A lightweight heterogeneous graph encoder maps a curated 62,507-node biomedical knowledge graph (KG) into compact virtual tokens that are prepended to each cell sentence, allowing the language model to condition on biological structure with minimal sequence-length overhead. We train CellTosg2Sequence with a three-stage objective: Stage I anchors the KG channel under autoregressive language-model pretraining, leveraging Qwen2.5-32B’s own language reasoning for rapid KG alignment; Stage II aligns labels via supervised fine-tuning with KG-anchored InfoNCE; Stage III applies Group Relative Policy Optimization (GRPO) with an ontology-hierarchy reward, enabling free-generation cell-type prediction that generalizes beyond the closed training vocabulary.

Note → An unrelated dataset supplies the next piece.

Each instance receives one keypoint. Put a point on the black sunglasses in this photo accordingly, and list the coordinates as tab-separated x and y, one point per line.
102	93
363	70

Across multiple benchmarks and ablation experiments, CellTosg2Sequence outperforms strong baselines. All results are achieved with lightweight LoRA training and a single unified checkpoint.
Data ethics
This work uses publicly available single-cell datasets from the Human Cell Atlas ( https://www.humancellatlas.org ) and the Tahoe-100M consortium. All HCA constituent studies were collected under appropriate donor consent and institutional oversight as described in their original publications; we perform computational re-analysis only and introduce no new human subjects data. HCA data access follows the HCA Data Portal terms of use. No new patient data are collected in this study; no additional IRB approval is required for this secondary computational analysis.